SINPAF ingressa na Justiça para garantir pagamento retroativo de vantagens congeladas durante a pandemia
Por: Gisliene Hesse
O SINPAF ajuizou nessa semana ações coletivas contra a Embrapa e a Codevasf para garantir o pagamento retroativo das vantagens funcionais congeladas durante a pandemia da Covid-19 e assegurar a aplicação integral da chamada Lei do Descongela.
As ações têm como objetivo assegurar aos filiados e filiadas o recebimento dos valores retroativos referentes ao período em que a contagem do tempo de serviço ficou suspensa em razão da Lei Complementar nº 173/2020, medida adotada durante a pandemia e que impactou diretamente direitos vinculados ao tempo de serviço, como anuênios, quinquênios, licenças-prêmio e demais vantagens equivalentes.

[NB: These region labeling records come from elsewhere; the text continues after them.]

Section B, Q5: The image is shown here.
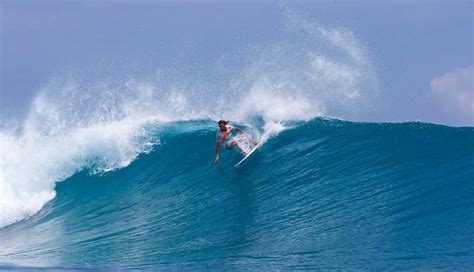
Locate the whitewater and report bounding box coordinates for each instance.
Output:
[0,12,474,270]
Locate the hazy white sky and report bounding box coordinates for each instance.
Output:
[0,0,474,126]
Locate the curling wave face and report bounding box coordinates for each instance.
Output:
[0,118,474,270]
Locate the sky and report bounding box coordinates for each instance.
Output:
[0,0,474,126]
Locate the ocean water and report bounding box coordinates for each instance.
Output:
[0,118,474,270]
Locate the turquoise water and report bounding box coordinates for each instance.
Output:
[0,118,474,270]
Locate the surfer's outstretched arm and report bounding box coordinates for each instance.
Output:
[214,143,221,163]
[233,127,258,146]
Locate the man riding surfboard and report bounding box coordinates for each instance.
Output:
[214,120,257,163]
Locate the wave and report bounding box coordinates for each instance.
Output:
[0,118,474,269]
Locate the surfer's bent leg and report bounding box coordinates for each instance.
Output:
[231,140,247,156]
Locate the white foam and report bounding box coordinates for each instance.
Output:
[0,13,377,227]
[0,107,157,227]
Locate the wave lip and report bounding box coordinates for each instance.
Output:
[0,118,474,270]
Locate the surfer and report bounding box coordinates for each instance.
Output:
[214,120,257,163]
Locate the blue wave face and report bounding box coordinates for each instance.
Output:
[0,119,474,270]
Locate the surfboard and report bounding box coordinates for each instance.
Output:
[234,131,271,167]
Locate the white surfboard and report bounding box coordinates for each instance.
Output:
[234,131,271,167]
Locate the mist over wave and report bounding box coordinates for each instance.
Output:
[0,118,474,270]
[0,11,377,226]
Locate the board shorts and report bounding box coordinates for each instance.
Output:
[222,134,235,149]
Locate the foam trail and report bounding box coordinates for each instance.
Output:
[0,12,377,226]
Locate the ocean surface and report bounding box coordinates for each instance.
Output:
[0,118,474,271]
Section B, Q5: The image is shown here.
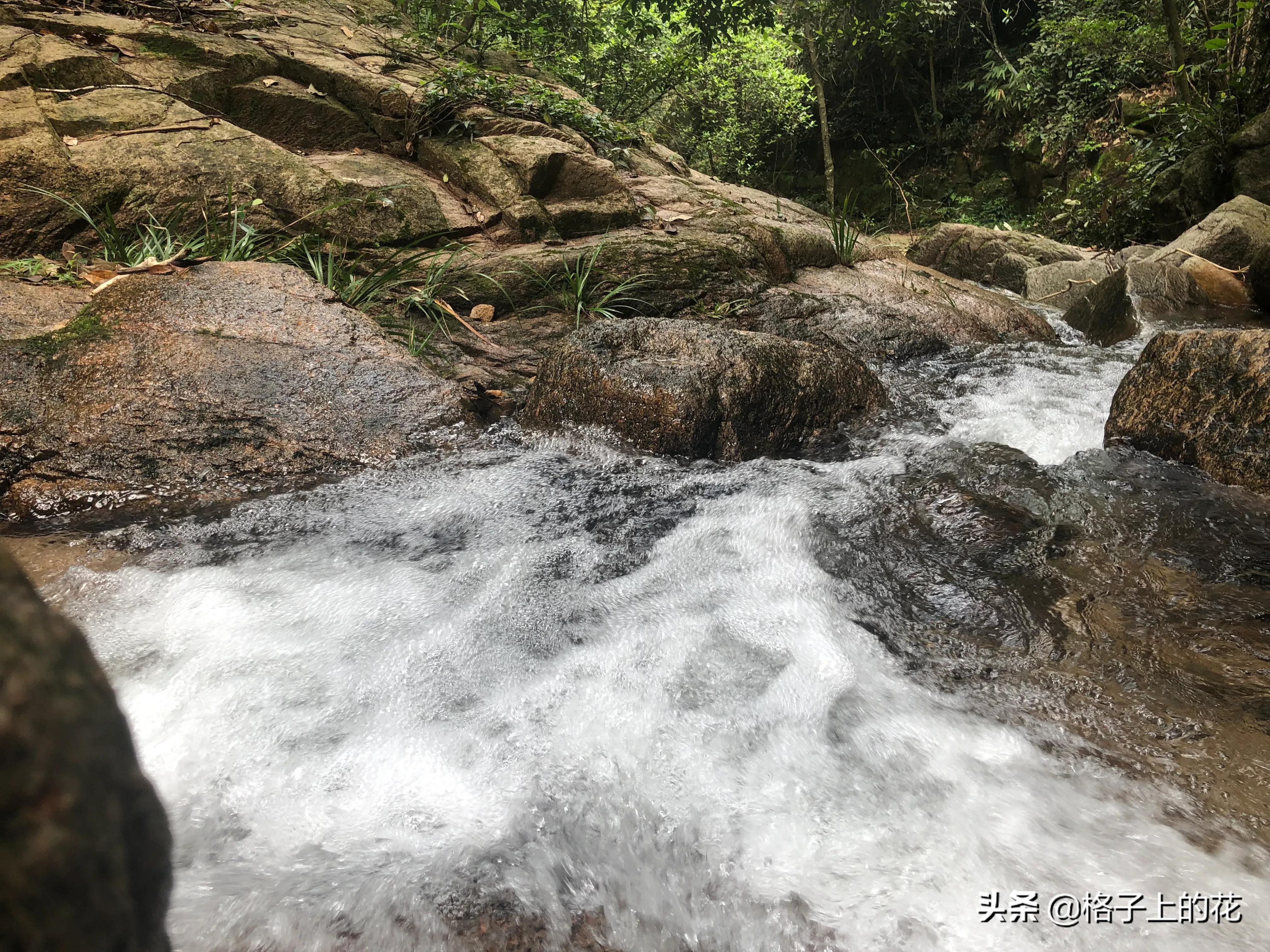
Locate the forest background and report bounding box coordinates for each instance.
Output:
[400,0,1270,246]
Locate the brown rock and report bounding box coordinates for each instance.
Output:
[1149,196,1270,268]
[0,550,171,952]
[0,280,88,340]
[1063,259,1208,347]
[1106,330,1270,492]
[522,317,886,460]
[908,224,1083,293]
[0,262,457,530]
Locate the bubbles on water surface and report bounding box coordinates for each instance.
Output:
[64,443,1267,951]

Em janeiro de 2026, a publicação da Lei Complementar nº 226/2026 — conhecida como Lei do Descongela — alterou a legislação anterior e passou a permitir expressamente a recomposição desses direitos, inclusive com efeitos retroativos.
Após a nova legislação, Embrapa e Codevasf retomaram a contagem do tempo de serviço dos empregados públicos, reconhecendo os efeitos funcionais decorrentes da recomposição. No entanto, até o momento, as empresas não efetuaram o pagamento dos valores retroativos relacionados ao período de congelamento.

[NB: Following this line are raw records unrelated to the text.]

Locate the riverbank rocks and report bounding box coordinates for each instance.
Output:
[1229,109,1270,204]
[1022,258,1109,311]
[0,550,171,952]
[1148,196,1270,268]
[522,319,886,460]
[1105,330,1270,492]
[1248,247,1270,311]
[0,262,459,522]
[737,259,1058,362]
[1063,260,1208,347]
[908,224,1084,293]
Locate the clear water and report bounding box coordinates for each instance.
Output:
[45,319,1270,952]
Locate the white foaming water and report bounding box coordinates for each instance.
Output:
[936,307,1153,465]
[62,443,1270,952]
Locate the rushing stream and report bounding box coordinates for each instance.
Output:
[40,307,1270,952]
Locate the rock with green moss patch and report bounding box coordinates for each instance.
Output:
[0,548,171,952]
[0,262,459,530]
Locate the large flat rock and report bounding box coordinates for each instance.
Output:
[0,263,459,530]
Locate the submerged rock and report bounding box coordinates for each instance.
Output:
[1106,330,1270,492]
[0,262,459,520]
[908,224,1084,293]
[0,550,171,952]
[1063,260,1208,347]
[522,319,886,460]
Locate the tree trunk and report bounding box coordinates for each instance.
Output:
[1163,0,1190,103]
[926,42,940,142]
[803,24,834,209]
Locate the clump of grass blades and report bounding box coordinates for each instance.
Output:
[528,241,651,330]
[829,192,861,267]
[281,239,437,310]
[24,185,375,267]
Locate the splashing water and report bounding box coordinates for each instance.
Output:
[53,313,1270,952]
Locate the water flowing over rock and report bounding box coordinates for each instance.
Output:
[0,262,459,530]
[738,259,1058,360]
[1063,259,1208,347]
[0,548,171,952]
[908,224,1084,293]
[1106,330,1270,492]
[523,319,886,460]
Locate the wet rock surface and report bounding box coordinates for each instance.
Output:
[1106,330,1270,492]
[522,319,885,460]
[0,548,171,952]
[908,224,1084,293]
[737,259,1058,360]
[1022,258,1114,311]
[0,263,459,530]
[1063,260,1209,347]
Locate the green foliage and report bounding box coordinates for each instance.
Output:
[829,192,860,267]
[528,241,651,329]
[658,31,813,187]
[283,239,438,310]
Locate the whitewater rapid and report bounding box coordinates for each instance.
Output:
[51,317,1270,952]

Diante da ausência de implementação integral da norma, o SINPAF decidiu ingressar com medidas judiciais para buscar a efetivação do direito.
A iniciativa representa mais um capítulo da atuação do sindicato sobre o tema. Durante a tramitação da Lei do Descongela, o SINPAF participou ativamente da defesa dos trabalhadores e trabalhadoras das empresas públicas, atuando pela inclusão dos empregados(as) públicos(as) no texto final da legislação e realizando articulação junto ao Congresso Nacional para evitar que a categoria fosse excluída da recomposição do tempo de serviço.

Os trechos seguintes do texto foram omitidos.